オランダ・バッハ協会芸術監督に就任した「佐藤俊介」による「バッハ:ヴァイオリン協奏曲」!
1984年東京生まれ。3歳より松戸の教室で、日本のヴァイオリン界草分けの鷲見四郎の門下生。4歳から家族でフィラデルフィアへ移住し、ジュリアード音楽院プレカレッジで学ぶ。2003年カーティス音楽学校のハイメ・ラレードのクラスに入学。しかし翌2004年、ジェラール・プーレの指導を仰ぐためにパリに渡り、4年間研鑽を積みました。ミュンヘン音楽・演劇大学で、バロック・ヴァイオリンのメアリー・ウティガーの下で研鑽するために2009年にドイツへ移住。2010年7月、ライプツィヒで行われたヨハン・ゼバスティアン・バッハ国際コンクールで、バロック奏者として初めての国際コンクールに挑戦し、ヴァイオリン部門(バロックとモダン楽器奏者を合わせて審査)で2位と聴衆賞を受賞。その後様々なピリオド楽器アンサンブルと共演し、2018年6月よりオランダ・バッハ協会芸術監督に就任。高い技術と豊かな音楽性を磨き、NHK交響楽団を含む日本の主要オーケストラに加え、バイエルン放送響、シアトル響など欧米の名門オーケストラと共演。ヨーロッパ各都市、アメリカ、日本などで、モダン楽器、ピリオド楽器両方でのリサイタル活動にも積極的に取り組んでいます。録音も多数あり、第15回出光音楽賞、第62回文化庁芸術祭大賞(レコード部門)受賞しています。

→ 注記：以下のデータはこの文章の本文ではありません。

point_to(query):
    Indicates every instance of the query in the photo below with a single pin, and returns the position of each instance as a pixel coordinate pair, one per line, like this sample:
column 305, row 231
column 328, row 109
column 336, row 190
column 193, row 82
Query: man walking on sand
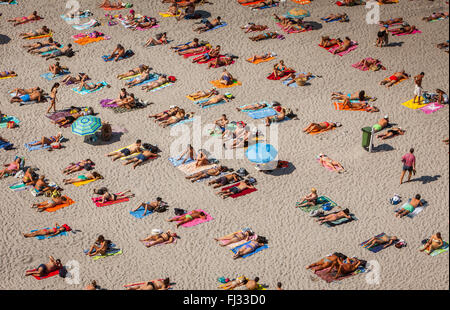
column 409, row 164
column 418, row 87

バッハが生まれた17世紀は、芸術をリードする国といえばイタリアでした。ルネサンスやバロックの芸術を興し、「協奏曲」の形式を創りだしたのもイタリアの作曲家たちで、ドイツの人々にとって、イタリアの音楽は羨望の対象でした。バッハにとっても、イタリアの音楽は憧れの存在で、20代半ばのバッハが仕えていた音楽好きのエルンスト公子が、ヴィヴァルディやコレッリなどイタリアの作曲家による協奏曲の楽譜をバッハに渡し、チェンバロ作品に編曲し習得したのでした。こうした熟知されたイタリア風協奏曲は、バッハの協奏曲だけでなくカンタータなど様々な作品に取り入れられています。このヴァイオリン協奏曲も、そうした基本に乗りつつ、バッハの美しい旋律が施されたものです。
このエラートへの録音は、佐藤俊介が積極的に演奏を行っているJ.S.バッハの作品中でも、「無伴奏ヴァイオリンのためのソナタとパルティータ」に次ぐ重要な作品である「ヴァイオリン協奏曲」に取り組んだもの。今イタリアで最も魅力的な演奏で高い評価を得ている、ピリオド楽器アンサンブル「イル・ポモ・ドーロ」との最も理想的なパートナーとの共演です。バッハの規律正しく音楽を守りながらも、ところどころに装飾音を加え、絶妙なフレーズによってコントラストとニュアンス豊かに弾いているのに驚かされます。さらにスピード感ある弦楽アンサンブルにより、最も現代風な演奏といえましょう。
ワーナーミュージック・ジャパン
発売・販売元 提供資料(2018/08/28)
2018年6月にオランダ・バッハ協会芸術監督に就任した、ヴァイオリニスト佐藤俊介によるコンチェルト集。現代的なピリオド演奏といった趣で、装飾やノンヴィブラートの効果を活かしつつ、洗練されたバッハを聴かせてくれる。オーケストラは(バッハの憧れの地でもあった)イタリアで高い評価を受けるピリオド楽器アンサンブル、イル・ポモ・ドーロ。彼らの軽やかな音楽作りにはチェンバロを始めとする通奏低音群の貢献も大きく、まるで1人の奏者がオーケストラを演奏しているかのような一体感と自然さ、ノリのよさを生み出している。リズム感や呼吸感が大切になる舞曲風の楽章がとりわけ魅力的だ。